Quel est le taux de TVA en Suisse ?

Le taux normal de TVA est de 8,1 %. Un taux réduit de 2,6 % et un taux spécial de 3,8 % pour l’hébergement s’appliquent à certaines opérations. L’assujettissement dépend notamment du chiffre d’affaires et de la nature des prestations.

À partir de quel chiffre d’affaires une société suisse est-elle assujettie à la TVA ?

En règle générale, les entreprises dont le chiffre d’affaires annuel mondial provenant de prestations imposables atteint 100 000 CHF ne bénéficient plus de la libération de l’assujettissement. Des règles particulières existent selon l’activité et le profil.

Une Sàrl ou une SA suisse doit-elle avoir une personne résidente en Suisse ?

Oui. La société doit pouvoir être représentée par une personne domiciliée en Suisse. Pour une Sàrl, il peut s’agir d’un gérant ou d’un directeur ; pour une SA, d’un membre du conseil d’administration ou d’un directeur.

Quelles sont les règles sur les bénéficiaires effectifs en Suisse en 2026 ?

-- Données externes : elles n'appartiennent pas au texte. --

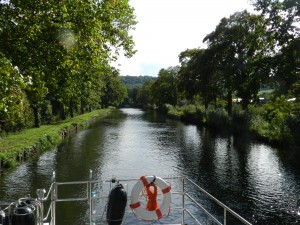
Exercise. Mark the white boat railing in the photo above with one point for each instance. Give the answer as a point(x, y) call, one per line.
point(90, 198)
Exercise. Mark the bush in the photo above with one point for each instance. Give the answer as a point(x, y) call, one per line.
point(217, 118)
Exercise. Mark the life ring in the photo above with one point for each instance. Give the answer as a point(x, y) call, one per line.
point(136, 205)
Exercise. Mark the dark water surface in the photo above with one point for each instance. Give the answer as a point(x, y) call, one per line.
point(259, 182)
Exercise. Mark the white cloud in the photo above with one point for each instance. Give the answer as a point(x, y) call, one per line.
point(168, 27)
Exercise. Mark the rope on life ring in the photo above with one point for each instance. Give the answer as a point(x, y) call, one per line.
point(153, 211)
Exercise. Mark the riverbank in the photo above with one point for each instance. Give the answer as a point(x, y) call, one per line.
point(281, 131)
point(15, 148)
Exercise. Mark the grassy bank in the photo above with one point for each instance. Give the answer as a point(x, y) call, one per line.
point(14, 148)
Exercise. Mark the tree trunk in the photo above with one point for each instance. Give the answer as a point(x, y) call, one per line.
point(62, 112)
point(71, 109)
point(229, 102)
point(36, 116)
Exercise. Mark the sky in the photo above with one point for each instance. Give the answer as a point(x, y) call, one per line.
point(167, 27)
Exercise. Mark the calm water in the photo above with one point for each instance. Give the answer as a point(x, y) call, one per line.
point(259, 182)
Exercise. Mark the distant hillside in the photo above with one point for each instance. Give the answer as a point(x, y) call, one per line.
point(136, 81)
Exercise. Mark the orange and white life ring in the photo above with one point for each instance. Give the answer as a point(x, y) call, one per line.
point(136, 205)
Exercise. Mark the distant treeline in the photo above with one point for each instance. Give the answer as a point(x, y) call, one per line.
point(136, 81)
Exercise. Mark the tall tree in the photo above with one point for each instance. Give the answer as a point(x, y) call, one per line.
point(240, 49)
point(164, 89)
point(63, 47)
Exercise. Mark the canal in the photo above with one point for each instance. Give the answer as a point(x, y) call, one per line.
point(260, 182)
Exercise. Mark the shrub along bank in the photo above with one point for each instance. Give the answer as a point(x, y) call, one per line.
point(15, 148)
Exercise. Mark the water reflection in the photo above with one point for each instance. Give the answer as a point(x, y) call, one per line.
point(260, 182)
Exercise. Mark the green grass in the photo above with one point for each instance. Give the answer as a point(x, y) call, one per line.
point(44, 137)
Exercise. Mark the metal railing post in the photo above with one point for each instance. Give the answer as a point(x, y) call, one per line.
point(53, 199)
point(183, 207)
point(225, 216)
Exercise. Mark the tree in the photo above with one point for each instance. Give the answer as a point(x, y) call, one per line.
point(13, 102)
point(240, 50)
point(282, 24)
point(197, 75)
point(115, 90)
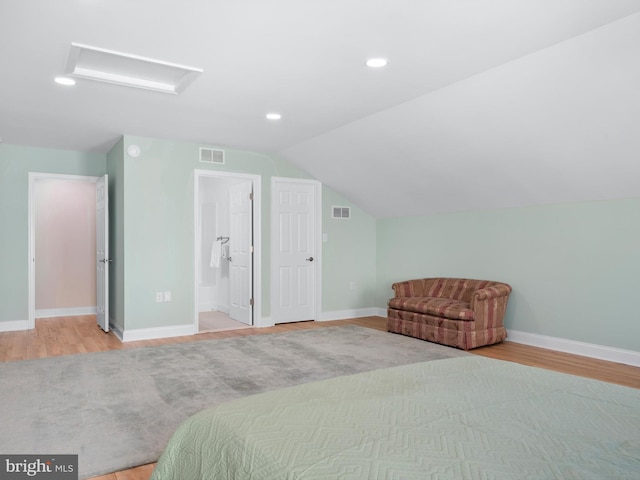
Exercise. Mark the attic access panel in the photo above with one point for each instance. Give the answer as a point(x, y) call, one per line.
point(130, 70)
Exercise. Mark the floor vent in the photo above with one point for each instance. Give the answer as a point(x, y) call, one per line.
point(211, 155)
point(341, 212)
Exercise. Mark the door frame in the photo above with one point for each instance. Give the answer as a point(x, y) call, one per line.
point(31, 232)
point(317, 225)
point(256, 181)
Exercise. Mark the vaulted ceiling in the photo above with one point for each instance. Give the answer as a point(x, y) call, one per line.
point(483, 104)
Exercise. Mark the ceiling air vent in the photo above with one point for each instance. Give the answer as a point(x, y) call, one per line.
point(341, 212)
point(211, 155)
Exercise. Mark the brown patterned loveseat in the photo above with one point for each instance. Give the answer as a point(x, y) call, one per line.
point(458, 312)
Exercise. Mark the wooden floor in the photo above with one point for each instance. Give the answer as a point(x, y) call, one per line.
point(73, 335)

La Suisse renforce son dispositif de transparence. Le nouveau registre fédéral de transparence entre en service le 1er octobre 2026. Une personne détenant au moins 25 % du capital ou des droits de vote, ou exerçant un contrôle d’une autre manière, peut notamment être qualifiée d’ayant droit économique selon les règles applicables.

Peut-on ouvrir une succursale suisse d’une société étrangère ?

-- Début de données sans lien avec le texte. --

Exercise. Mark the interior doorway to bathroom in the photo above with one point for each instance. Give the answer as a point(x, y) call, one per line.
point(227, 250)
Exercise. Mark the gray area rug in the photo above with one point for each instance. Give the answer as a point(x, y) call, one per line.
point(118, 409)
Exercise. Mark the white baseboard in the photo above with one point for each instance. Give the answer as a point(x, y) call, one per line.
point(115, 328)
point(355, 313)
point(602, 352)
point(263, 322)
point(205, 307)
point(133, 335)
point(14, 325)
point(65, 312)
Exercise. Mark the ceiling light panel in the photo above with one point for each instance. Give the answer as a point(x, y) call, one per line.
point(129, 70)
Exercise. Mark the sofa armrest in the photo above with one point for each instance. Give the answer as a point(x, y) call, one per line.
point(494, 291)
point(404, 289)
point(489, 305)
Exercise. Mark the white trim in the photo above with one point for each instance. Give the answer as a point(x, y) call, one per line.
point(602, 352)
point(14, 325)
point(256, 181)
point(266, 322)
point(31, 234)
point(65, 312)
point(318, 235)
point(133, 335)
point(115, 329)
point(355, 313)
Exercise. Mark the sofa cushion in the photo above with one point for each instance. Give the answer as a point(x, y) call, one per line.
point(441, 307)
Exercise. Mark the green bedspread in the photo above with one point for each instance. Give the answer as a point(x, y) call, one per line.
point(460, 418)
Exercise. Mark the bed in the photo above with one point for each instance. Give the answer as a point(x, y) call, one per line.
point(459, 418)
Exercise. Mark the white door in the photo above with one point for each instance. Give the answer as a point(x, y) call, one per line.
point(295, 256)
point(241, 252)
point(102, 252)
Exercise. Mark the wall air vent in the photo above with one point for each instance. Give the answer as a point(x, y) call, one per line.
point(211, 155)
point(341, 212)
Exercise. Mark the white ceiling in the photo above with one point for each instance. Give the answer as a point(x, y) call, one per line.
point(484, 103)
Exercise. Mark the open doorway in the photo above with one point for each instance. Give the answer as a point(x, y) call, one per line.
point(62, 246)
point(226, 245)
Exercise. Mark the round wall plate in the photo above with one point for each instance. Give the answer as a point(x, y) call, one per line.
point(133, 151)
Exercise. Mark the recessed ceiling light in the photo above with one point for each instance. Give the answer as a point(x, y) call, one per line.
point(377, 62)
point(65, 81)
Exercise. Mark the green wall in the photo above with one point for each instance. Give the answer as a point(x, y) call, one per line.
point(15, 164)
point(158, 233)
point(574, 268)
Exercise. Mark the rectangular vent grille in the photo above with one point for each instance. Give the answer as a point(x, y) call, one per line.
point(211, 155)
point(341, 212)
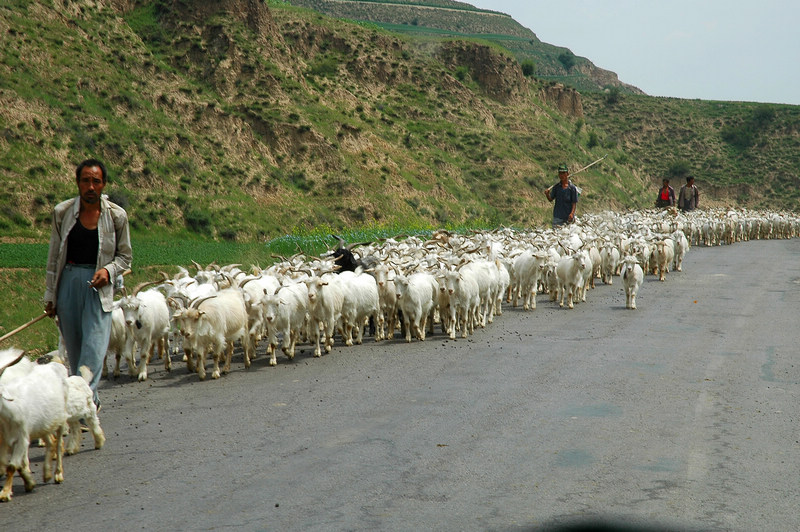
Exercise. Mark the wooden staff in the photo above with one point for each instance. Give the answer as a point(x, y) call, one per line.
point(23, 327)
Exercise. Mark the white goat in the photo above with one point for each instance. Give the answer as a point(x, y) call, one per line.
point(32, 405)
point(360, 301)
point(632, 278)
point(147, 319)
point(325, 299)
point(214, 324)
point(80, 405)
point(120, 343)
point(286, 312)
point(569, 272)
point(417, 296)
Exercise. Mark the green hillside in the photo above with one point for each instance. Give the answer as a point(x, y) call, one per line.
point(243, 121)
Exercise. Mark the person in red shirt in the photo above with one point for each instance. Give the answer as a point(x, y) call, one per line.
point(666, 195)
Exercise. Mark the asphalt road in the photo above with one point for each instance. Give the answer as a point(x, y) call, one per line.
point(681, 414)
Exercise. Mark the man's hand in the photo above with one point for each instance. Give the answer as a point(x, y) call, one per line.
point(100, 278)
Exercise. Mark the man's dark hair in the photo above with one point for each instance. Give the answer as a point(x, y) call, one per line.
point(90, 163)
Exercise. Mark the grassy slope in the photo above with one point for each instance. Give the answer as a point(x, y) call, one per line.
point(213, 133)
point(207, 129)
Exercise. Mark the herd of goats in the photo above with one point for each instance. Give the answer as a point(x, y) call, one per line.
point(407, 284)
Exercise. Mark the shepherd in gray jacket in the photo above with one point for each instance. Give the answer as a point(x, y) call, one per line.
point(90, 247)
point(689, 196)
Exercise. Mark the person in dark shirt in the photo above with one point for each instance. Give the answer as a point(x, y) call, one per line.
point(666, 195)
point(90, 248)
point(565, 195)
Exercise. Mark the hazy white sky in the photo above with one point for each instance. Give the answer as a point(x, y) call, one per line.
point(738, 50)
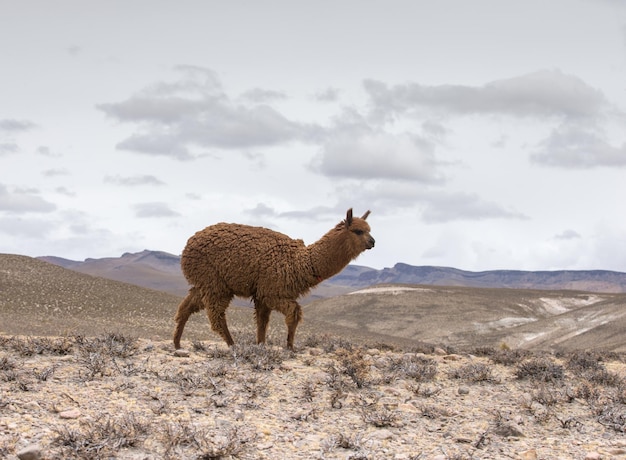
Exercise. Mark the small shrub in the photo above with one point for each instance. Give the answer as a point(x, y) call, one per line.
point(584, 361)
point(379, 417)
point(540, 369)
point(472, 372)
point(413, 366)
point(261, 357)
point(355, 366)
point(103, 437)
point(613, 416)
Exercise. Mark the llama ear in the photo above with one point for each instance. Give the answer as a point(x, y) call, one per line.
point(349, 217)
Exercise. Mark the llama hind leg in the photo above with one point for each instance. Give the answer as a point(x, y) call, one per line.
point(262, 314)
point(190, 304)
point(293, 315)
point(217, 318)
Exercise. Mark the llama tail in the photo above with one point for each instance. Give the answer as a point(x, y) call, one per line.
point(190, 304)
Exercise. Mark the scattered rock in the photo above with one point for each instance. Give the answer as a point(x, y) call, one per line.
point(70, 414)
point(381, 435)
point(181, 353)
point(529, 455)
point(508, 431)
point(31, 452)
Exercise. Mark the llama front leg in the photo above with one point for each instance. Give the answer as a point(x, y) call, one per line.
point(217, 318)
point(293, 315)
point(262, 313)
point(190, 304)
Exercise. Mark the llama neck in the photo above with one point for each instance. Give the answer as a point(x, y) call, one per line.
point(329, 255)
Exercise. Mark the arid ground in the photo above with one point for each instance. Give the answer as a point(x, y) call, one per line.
point(87, 370)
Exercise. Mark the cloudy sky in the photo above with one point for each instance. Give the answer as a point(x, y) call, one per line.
point(482, 135)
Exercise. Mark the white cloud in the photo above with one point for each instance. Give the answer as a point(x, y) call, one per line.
point(23, 201)
point(378, 155)
point(12, 126)
point(132, 181)
point(154, 209)
point(8, 147)
point(448, 207)
point(576, 146)
point(176, 119)
point(568, 235)
point(542, 93)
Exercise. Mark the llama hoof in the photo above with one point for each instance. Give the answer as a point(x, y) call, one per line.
point(181, 353)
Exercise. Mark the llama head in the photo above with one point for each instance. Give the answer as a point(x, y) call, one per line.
point(359, 231)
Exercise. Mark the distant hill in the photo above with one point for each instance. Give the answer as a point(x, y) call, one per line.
point(151, 269)
point(463, 317)
point(161, 271)
point(40, 298)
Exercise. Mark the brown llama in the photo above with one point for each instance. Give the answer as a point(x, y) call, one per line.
point(227, 260)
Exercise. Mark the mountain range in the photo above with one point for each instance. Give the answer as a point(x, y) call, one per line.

Oui. Une entreprise étrangère peut exploiter une succursale en Suisse. La succursale n’est pas une personne morale distincte de la société mère et doit être organisée, représentée et inscrite selon les exigences du canton et du registre compétent.

La Suisse est-elle dans l’Union européenne ?

Non. La Suisse n’est pas membre de l’Union européenne ni de l’Espace économique européen. Elle entretient toutefois des relations économiques étroites avec l’UE au moyen d’accords bilatéraux. Les règles douanières, TVA et de libre circulation doivent donc être analysées spécifiquement.

FiduLink garantit-il l’ouverture du compte bancaire suisse ?

Non. FiduLink prépare et coordonne le dossier bancaire, mais la décision d’acceptation appartient exclusivement à la banque ou à l’établissement financier, qui analyse notamment l’activité, les bénéficiaires effectifs, l’origine des fonds et les flux attendus.

Quel canton choisir pour créer une société en Suisse ?

Le choix du canton dépend de l’activité, de la présence opérationnelle, de la clientèle, de la fiscalité cantonale et communale, des besoins bancaires, des employés et de la gouvernance. Genève, Vaud, Zurich, Zoug ou un autre canton peuvent être pertinents selon le projet ; le choix doit être justifié économiquement.